Inferences for human type 1 diabetes intervention, based upon the ability of iNKT-conditioned DCs from two inbred mouse strains to differentially alter disease development, must be drawn with caution. There is likely to be comparable heterogeneity in iNKT-induced DC responses in humans. Compared with those in other strains, NOD DCs do not mature normally (34,35). This defect may be a pathogenic component of autoimmunity, as NOD DCs matured through ex vivo manipulation become type 1 diabetes protective (36). Similar DC maturation abnormalities reportedly characterize some human type 1 diabetic patients (37,–39). If DCs from type 1 diabetic patients are analogous to those of NOD mice, then iNKT-cell activation may also restore their maturation to a tolerogenic state. However, unlike the case in inbred mice, there is likely to be more heterogeneity in the pathogenic basis of type 1 diabetes development in humans, including potential variability in DC functions. Such a scenario should preclude consideration of iNKT-cell agonists as potential type 1 diabetes therapeutic agents until reliable biomarkers are identified to predict how such compounds affect DC maturation in individual patients.
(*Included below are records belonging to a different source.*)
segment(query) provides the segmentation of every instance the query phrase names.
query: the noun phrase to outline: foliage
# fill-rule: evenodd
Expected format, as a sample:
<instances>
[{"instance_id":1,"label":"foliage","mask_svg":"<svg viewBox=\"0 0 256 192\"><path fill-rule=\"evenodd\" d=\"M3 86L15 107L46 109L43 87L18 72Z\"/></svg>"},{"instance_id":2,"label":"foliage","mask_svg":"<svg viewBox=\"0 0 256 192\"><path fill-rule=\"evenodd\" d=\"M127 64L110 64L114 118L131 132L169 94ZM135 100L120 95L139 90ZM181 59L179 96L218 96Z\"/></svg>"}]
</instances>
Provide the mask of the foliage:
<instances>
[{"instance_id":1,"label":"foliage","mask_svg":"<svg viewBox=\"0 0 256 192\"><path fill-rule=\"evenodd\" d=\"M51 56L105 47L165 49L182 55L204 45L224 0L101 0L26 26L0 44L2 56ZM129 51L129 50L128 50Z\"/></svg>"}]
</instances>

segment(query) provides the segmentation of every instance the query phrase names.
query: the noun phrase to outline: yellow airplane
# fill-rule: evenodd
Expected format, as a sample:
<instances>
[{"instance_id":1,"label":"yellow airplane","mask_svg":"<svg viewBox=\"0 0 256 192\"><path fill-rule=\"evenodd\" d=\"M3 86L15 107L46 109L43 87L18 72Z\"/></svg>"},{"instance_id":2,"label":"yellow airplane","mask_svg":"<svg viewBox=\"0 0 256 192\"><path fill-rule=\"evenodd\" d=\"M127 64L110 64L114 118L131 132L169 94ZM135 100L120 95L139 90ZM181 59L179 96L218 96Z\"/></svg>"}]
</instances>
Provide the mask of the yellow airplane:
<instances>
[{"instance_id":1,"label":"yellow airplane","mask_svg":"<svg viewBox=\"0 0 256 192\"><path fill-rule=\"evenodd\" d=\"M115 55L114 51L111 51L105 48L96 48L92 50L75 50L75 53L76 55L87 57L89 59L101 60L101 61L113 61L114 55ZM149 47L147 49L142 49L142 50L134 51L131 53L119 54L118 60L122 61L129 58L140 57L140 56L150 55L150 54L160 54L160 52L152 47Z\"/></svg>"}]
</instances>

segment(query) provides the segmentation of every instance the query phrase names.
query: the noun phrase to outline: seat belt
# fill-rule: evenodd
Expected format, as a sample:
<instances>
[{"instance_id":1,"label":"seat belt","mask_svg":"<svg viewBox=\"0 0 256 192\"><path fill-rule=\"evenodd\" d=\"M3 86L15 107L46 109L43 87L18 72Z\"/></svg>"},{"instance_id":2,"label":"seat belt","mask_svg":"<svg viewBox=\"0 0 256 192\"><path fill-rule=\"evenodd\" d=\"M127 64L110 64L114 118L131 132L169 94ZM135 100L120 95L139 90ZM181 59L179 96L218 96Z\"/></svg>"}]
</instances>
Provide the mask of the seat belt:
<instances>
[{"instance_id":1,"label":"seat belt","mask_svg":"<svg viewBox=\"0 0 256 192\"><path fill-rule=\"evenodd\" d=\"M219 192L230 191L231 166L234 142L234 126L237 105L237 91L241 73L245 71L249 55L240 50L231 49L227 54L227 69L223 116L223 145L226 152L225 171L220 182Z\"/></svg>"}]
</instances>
Current data indicate that NOD versus B6.H2^g7 strain differences inherent to iNKT-cells contribute to their variable induction of downstream DC maturation responses. NOD and B6.H2^g7 mice are further characterized by strain differences inherent to DCs, but are also dependent on contributions from another leukocyte population(s), which underlies their variable iNKT-cell–induced maturation patterns. NOD mice are reportedly characterized by both iNKT-cell and DC anomalies (34,35,40,,–43). Treatment with α-GalCer may protect NOD mice from type 1 diabetes by compensating for both pathogenic iNKT-cell and DC impairments. Conversely, B6.H2^g7 mice have unimpaired iNKT-cells and DCs. This may account for why in α-GalCer–treated B6.H2^g7 mice, DCs mature to an immunogenic rather than a tolerogenic state.

In summary, iNKT-conditioned DCs in NOD and B6.H2^g7 mice mature to a type 1 diabetes–protective or an immunogenic disease-inducing state, respectively. These varying DC maturation states are characterized by differing activity balances of T-cell–inhibitory and costimulatory molecules. This heterogeneity of iNKT-cell and DC interactions in inbred mouse strains raises concerns that should be considered before trying to manipulate this axis as a possible type 1 diabetes intervention approach in genetically heterogeneous humans.

This work was supported by National Institutes of Health Grants DK-46266 and DK-51090, Cancer Center Support Grant CA34196, and grants from the Juvenile Diabetes Research Foundation International.

No potential conflicts of interest relevant to this article were reported.